Par une requête et trois mémoires en réplique, enregistrés les 10 février et

20 avril, 27 octobre et 1er décembre 2020 au secrétariat du contentieux du Conseil d'Etat,

M. C... A... demande au Conseil d'Etat :

1°) d'annuler pour excès de pouvoir le décret du 23 décembre 2019 lui refusant l'acquisition de la nationalité française ;

2°) d'enjoindre au ministre de l'intérieur de procéder à l'enregistrement de sa déclaration souscrite en vue d'acquérir la nationalité française dans un délai de deux mois ;

3°) de mettre à la charge de l'Etat le versement de la somme de 3 500 euros au titre de l'article L. 761-1 du code de justice administrative.

Vu les autres pièces du dossier ;

Vu :

- la convention européenne de sauvegarde des droits de l'homme et des libertés fondamentales ;

- le code civil ;

- le code de justice administrative et le décret n° 2020-1406 du 18 novembre 2020.

Après avoir entendu en séance publique :

- le rapport de Mme D... B..., conseillère d'Etat,

- les conclusions de M. Guillaume Odinet, rapporteur public,

La parole ayant été donnée, après les conclusions, à Me Le Prado, avocat de M. A... ;

Considérant ce qui suit :

1. L'article 21-2 du code civil dispose : " L'étranger ou apatride qui contracte mariage avec un conjoint de nationalité française peut, après un délai de quatre ans à compter du mariage, acquérir la nationalité française par déclaration à condition qu'à la date de cette déclaration la communauté de vie tant affective que matérielle n'ait pas cessé entre les époux depuis le mariage et que le conjoint français ait conservé sa nationalité ". L'article 21-4 du même code prévoit toutefois que : " Le Gouvernement peut s'opposer par décret en Conseil d'Etat, pour indignité ou défaut d'assimilation, à l'acquisition de la nationalité française par le conjoint étranger dans un délai d'un an à compter de la date du récépissé prévu au deuxième alinéa de l'article 26 ou, si l'enregistrement a été refusé, à compter du jour où la décision judiciaire admettant la régularité de la déclaration est passée en force de chose jugée. En cas d'opposition du Gouvernement, l'intéressé est réputé n'avoir jamais acquis la nationalité française. Toutefois, la validité des actes passés entre la déclaration et le décret d'opposition ne pourra être contestée pour le motif que l'auteur n'a pu acquérir la nationalité française ".

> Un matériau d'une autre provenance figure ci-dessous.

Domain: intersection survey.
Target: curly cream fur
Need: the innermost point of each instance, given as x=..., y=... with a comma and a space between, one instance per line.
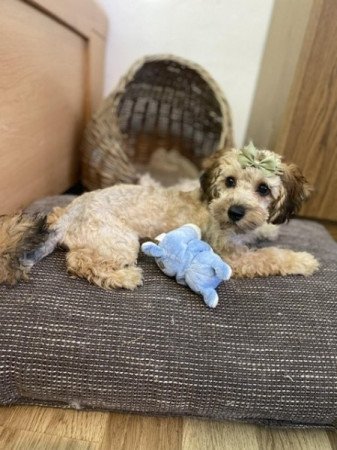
x=102, y=229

2. M. A..., de nationalité marocaine, a souscrit le 12 juillet 2017 une déclaration d'acquisition de la nationalité française à raison de son mariage. Par le décret attaqué, le Premier ministre s'est opposé à l'acquisition de la nationalité française au motif qu'il ne pouvait être regardé comme digne de l'acquérir. M. A... demande l'annulation pour excès de pouvoir de ce décret.

3. En premier lieu, le récépissé de la déclaration souscrite par le requérant en vue d'acquérir la nationalité française lui a été délivré le 26 décembre 2017. Le décret portant opposition à son acquisition de la nationalité française a été pris le 23 décembre 2019. Par suite, et alors même qu'il n'a été notifié à l'intéressé que le 6 janvier 2020 et que le récépissé de la déclaration souscrite par le requérant en vue d'acquérir la nationalité française ne lui a pas été délivré le jour même de cette déclaration, le décret attaqué est intervenu dans les conditions de délai prévues à l'article 21-4 du code civil.

4. En deuxième lieu, le principe de présomption d'innocence ne fait pas obstacle à ce que le Gouvernement s'oppose, pour indignité, à l'acquisition de la nationalité française par le conjoint étranger en se fondant sur des faits qui n'ont pas donné lieu à une condamnation pénale devenue définitive, dès lors que ces faits sont établis.

5. En troisième lieu, il ressort des pièces du dossier qu'à la date du décret attaqué, M. A... a fait l'objet d'une ordonnance du 10 mai 2019 de renvoi devant le tribunal correctionnel de Nanterre au motif qu'il existe, à son encontre, des charges suffisantes d'avoir, à Châtenay-Malabry (Hauts-de-Seine), Angers (Maine-et-Loire) et au Maroc, entre juin et octobre 2015, trompé les sociétés SFR, GCA TRANS, PSA PEUGEOT CITROEN, et de les avoir déterminées à remettre des fonds, valeurs ou bien quelconque à leur préjudice, faits prévus et réprimés par les article 313-1, 313-7, 313-8 et 131-26-2 du code pénal.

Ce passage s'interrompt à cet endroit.